In any case, it cannot, whatever its reason, have either the object or the effect of permanently filling a job linked to the normal and permanent activity of the user company (art. L. 1251-5 of the French Labor Code).
The conclusion and performance of the employment contract
The basic conditions for the conclusion of the employment contract
The employment contract, as a contract, is subject to the rules of common law, and thus to the law of contracts as set out in the Civil Code (art. L. 1221-1 of the French Labor Code). The employment contract must be negotiated, formed and executed in good faith (art. 1104, c. civ.).
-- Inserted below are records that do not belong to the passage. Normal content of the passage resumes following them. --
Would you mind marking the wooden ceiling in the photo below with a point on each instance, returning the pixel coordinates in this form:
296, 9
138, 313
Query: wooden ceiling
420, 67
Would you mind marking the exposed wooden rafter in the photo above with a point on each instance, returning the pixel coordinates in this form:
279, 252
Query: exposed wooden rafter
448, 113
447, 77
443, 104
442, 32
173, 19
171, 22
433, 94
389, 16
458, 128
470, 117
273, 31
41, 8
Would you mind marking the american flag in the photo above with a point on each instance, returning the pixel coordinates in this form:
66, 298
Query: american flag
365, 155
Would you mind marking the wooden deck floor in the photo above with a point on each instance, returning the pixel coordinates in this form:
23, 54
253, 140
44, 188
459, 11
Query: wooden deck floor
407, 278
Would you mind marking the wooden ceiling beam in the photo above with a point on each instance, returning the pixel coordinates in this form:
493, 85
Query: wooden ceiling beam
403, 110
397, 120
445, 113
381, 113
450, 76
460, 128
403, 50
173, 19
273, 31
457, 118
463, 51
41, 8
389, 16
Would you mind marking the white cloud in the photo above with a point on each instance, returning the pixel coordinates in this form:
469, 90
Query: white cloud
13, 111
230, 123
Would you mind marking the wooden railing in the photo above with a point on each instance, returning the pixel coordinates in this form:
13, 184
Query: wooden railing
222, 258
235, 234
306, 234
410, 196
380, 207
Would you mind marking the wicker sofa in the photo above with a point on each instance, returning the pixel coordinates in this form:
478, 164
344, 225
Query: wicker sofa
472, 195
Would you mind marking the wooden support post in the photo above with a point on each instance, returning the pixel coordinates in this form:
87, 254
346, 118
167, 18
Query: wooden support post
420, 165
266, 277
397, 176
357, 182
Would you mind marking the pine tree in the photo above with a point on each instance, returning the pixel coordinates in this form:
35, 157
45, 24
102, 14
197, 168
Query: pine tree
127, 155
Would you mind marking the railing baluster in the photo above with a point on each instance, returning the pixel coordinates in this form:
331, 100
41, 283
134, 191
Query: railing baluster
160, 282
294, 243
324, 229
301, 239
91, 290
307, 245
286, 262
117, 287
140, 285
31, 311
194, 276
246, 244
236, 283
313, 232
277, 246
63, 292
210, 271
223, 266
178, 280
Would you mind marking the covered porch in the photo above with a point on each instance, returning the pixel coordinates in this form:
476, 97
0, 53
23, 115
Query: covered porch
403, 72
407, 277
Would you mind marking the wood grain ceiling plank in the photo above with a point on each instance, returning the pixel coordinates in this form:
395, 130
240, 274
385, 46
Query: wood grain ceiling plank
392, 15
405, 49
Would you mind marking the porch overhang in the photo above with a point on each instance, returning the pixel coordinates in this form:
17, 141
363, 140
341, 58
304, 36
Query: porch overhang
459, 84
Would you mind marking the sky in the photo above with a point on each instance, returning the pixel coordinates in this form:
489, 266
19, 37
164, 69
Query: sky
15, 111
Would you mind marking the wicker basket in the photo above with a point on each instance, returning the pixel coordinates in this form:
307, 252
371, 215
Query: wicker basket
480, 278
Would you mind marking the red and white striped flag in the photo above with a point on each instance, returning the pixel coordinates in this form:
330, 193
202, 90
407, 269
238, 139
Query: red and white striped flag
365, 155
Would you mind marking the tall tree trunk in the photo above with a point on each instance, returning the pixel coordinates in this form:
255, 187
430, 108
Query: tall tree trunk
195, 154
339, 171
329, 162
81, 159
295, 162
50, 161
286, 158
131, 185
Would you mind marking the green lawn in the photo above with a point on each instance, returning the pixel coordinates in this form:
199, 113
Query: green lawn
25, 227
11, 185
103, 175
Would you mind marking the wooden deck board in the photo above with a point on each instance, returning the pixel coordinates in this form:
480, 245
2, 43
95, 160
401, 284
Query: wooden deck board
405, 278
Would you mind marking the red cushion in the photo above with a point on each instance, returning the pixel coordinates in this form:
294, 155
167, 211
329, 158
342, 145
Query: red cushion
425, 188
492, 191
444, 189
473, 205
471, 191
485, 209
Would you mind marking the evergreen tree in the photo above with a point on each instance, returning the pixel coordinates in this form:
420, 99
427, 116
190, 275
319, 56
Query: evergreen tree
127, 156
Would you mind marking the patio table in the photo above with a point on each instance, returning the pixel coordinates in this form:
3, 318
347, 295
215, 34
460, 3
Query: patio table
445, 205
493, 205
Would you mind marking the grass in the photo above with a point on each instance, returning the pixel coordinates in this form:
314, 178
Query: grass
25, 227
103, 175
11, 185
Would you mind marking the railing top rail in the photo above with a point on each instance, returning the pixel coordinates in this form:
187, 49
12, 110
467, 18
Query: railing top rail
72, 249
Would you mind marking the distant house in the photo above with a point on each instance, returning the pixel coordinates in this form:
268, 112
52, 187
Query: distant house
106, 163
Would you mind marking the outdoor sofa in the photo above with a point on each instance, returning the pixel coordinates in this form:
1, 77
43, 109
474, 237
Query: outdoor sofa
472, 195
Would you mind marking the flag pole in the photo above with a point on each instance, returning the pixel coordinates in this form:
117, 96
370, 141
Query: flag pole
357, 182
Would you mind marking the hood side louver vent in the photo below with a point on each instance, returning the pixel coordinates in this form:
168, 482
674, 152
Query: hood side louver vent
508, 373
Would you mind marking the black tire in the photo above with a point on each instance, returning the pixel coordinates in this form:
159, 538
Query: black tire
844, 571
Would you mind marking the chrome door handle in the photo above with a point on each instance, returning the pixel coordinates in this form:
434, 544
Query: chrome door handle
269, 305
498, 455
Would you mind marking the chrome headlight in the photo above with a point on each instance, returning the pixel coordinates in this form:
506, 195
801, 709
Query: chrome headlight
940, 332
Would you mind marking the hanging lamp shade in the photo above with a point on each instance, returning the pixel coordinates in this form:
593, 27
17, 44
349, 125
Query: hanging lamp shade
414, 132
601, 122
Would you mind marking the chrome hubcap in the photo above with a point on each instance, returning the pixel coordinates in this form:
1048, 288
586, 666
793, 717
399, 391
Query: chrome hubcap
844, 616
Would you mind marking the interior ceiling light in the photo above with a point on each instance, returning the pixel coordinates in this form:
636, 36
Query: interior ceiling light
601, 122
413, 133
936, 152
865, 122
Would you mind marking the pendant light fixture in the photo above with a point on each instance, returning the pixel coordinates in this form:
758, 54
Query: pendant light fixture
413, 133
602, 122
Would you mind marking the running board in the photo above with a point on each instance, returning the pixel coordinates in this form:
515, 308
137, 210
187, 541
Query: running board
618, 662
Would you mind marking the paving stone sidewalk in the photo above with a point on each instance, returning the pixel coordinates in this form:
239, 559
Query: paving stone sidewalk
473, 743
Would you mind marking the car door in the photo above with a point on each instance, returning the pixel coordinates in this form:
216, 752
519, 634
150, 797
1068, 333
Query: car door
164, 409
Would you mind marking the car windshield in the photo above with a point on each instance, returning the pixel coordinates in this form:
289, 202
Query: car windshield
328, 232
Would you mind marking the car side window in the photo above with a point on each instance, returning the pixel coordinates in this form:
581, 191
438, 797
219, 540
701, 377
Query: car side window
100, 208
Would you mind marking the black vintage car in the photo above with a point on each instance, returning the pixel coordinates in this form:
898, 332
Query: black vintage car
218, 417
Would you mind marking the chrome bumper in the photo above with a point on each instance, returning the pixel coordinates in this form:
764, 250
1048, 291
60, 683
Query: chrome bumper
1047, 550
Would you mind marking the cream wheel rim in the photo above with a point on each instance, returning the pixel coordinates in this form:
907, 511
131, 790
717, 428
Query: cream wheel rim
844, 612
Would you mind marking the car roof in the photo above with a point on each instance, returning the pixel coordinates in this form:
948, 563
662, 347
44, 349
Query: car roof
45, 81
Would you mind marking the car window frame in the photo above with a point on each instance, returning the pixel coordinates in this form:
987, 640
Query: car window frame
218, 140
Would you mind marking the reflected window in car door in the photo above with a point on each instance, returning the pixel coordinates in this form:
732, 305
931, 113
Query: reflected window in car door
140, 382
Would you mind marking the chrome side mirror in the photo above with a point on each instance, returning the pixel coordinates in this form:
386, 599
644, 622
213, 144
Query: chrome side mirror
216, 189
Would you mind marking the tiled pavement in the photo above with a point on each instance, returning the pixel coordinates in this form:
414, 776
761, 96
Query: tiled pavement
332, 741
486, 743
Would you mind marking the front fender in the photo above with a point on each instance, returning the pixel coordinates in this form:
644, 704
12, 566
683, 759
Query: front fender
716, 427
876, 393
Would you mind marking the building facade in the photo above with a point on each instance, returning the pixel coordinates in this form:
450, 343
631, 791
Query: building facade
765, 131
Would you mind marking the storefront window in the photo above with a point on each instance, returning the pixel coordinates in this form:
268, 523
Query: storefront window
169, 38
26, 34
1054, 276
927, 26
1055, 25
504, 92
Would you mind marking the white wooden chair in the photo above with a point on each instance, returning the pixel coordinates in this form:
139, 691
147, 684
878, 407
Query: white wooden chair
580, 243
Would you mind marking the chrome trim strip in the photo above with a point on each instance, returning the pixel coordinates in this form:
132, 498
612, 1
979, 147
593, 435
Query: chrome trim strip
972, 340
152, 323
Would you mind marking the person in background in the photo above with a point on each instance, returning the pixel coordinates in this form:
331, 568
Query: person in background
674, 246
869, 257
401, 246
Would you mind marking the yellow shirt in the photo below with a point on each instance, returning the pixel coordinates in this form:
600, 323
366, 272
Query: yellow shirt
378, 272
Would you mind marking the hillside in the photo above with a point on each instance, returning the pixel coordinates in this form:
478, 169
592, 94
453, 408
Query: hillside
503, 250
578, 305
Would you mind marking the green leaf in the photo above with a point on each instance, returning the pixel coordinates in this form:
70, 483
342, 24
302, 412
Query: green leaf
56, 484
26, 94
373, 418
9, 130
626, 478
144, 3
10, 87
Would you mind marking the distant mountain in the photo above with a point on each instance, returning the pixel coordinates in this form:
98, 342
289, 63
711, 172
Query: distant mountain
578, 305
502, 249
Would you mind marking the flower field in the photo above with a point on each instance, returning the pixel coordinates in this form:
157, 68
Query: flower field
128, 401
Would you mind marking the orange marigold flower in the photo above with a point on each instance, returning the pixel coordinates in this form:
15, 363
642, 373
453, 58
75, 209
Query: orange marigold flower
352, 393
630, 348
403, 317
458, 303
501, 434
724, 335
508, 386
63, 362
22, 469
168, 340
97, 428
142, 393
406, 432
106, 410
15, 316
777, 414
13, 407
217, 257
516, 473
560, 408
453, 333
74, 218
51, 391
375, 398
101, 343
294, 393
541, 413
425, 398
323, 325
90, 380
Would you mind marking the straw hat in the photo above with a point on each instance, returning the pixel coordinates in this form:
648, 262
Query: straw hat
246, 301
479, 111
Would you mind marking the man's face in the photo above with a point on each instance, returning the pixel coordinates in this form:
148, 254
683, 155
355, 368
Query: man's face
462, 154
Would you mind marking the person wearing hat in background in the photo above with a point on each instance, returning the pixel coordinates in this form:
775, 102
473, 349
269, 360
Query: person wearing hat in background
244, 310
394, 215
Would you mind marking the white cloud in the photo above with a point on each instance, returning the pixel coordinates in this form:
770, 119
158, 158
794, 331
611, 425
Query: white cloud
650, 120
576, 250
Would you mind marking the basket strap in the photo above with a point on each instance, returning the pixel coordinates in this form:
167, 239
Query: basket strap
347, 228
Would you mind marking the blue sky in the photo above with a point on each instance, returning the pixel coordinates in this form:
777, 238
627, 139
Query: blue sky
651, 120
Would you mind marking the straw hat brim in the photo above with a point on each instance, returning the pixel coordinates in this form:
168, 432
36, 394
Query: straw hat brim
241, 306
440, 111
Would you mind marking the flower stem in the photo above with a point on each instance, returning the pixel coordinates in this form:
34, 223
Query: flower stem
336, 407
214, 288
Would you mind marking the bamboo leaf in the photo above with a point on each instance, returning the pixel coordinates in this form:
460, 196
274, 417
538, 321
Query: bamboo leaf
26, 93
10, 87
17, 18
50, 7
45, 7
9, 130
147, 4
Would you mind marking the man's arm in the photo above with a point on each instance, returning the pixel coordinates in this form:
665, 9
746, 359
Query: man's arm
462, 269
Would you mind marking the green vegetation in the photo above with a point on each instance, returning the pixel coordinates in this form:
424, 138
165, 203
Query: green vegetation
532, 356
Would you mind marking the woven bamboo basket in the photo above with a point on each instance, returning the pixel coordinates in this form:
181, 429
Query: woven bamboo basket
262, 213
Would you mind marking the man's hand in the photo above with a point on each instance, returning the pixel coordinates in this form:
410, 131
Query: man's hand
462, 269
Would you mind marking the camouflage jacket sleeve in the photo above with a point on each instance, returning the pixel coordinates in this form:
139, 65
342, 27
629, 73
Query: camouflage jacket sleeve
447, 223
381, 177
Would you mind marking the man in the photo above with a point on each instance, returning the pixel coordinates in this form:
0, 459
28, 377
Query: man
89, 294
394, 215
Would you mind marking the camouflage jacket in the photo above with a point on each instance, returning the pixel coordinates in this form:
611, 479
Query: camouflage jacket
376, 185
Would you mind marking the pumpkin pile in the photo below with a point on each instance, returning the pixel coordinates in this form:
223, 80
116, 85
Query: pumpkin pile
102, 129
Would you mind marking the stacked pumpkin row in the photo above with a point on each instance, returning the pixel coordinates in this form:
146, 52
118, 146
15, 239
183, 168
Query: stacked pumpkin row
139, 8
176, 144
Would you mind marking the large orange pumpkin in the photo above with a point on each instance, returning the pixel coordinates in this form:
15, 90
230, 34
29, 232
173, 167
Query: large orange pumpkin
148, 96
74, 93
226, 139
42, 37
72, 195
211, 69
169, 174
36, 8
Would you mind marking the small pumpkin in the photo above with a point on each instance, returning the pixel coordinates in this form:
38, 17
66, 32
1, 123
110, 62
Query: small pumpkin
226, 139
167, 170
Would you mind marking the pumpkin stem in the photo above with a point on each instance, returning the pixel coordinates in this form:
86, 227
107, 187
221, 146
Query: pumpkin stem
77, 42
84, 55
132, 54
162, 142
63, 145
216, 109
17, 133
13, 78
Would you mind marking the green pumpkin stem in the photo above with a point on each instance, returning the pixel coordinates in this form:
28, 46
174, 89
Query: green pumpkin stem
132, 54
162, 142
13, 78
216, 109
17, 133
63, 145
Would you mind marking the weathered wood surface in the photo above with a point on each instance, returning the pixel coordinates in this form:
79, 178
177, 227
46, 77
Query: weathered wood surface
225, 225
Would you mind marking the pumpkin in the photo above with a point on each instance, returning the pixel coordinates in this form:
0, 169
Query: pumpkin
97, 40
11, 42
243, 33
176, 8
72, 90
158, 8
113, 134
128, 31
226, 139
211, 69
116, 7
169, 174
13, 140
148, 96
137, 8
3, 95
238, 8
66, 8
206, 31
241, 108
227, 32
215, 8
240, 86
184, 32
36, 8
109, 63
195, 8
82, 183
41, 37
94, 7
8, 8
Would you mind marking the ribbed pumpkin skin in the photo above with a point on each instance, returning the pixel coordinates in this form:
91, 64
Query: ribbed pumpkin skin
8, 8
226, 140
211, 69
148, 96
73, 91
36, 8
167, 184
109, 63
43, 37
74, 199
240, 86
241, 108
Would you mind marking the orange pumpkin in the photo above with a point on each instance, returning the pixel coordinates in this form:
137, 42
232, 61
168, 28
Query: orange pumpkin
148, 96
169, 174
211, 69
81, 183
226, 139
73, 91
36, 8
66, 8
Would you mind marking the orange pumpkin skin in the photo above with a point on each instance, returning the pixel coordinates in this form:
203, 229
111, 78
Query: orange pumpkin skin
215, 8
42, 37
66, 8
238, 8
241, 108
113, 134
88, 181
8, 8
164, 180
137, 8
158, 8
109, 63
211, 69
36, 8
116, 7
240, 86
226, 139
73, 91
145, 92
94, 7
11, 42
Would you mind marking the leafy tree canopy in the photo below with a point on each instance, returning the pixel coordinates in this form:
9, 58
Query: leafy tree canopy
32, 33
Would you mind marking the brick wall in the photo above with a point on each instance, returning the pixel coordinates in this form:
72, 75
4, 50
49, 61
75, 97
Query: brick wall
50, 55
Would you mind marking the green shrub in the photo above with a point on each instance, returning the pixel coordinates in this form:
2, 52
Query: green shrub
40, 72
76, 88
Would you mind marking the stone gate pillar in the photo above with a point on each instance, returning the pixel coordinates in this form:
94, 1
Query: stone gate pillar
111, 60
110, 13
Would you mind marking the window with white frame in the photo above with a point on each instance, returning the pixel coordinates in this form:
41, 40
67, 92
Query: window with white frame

Like any other contract, the validity of an employment contract is subject to several rules (art. 1128 c. civ.).
Thus, several elements are necessary :
- Both the employee and the employer must have consented to the conclusion of the contract ;
- The parties have the capacity to contract ;
- The content of the contract is lawful and certain.
The absence of these conditions renders the employment contract null and void.
The conditions of form of the employment contract
In principle, the conclusion of an employment contract does not require a written document (art. L. 1221-1 of the French Labor Code). However, certain types of employment contracts require a written document :
- Fixed-term contract ;
- Temporary employment contract ;
- Apprenticeship contract ;
- Part-time employment contracts, etc.
It should be noted that in the absence of a written document, the employment contract is deemed to have been concluded for an indefinite period.
For example, a fixed-term contract must contain a precise definition of the reason for its use. Otherwise, it will be deemed to have been concluded for an indefinite period (art. L. 1242-12 of the French Labor Code).
Termination of the employment contract
The diversity of employment contracts has as a corollary the existence of different ways of breaking up disputes.
The contract may be terminated: :
- On the employer’s initiative: some examples: dismissal, breach of the trial period, breach of the fixed-term employment contract, etc. ;
- On the employee’s initiative: some examples: resignation, termination of the trial period, termination of the employment contract, judicial termination of the employment contract, etc. ;
- By mutual agreement between the two parties: e.g. termination by mutual agreement, amicable agreement (termination of a fixed-term contract), etc.
Issues related to the drafting of the employment contract
As a legal document that establishes the relationship between the employer and the employee, companies must pay particular attention to the employment contracts they conclude. Indeed, failure to comply with the substantive or formal conditions may lead to the reclassification of a « fixed-term contract » (lato sensu) as a permanent contract (art. L. 1245-1 of the French Labor Code). In such a case, the requalification as a permanent contract will have a retroactive and immediate effect. Similarly, a part-time employment contract may be reclassified as a full-time employment contract in case of missing or unclear information.
Furthermore, since the employment contract serves to define the framework of the relationship between the employer and the employee, it is important to draft it carefully. Its significance will be even greater when specific clauses are agreed upon, which must be expressly written and comply with certain legal or jurisprudential formal requirements, such as non-competition clauses, training reimbursement clauses, mobility clauses, probationary period, etc.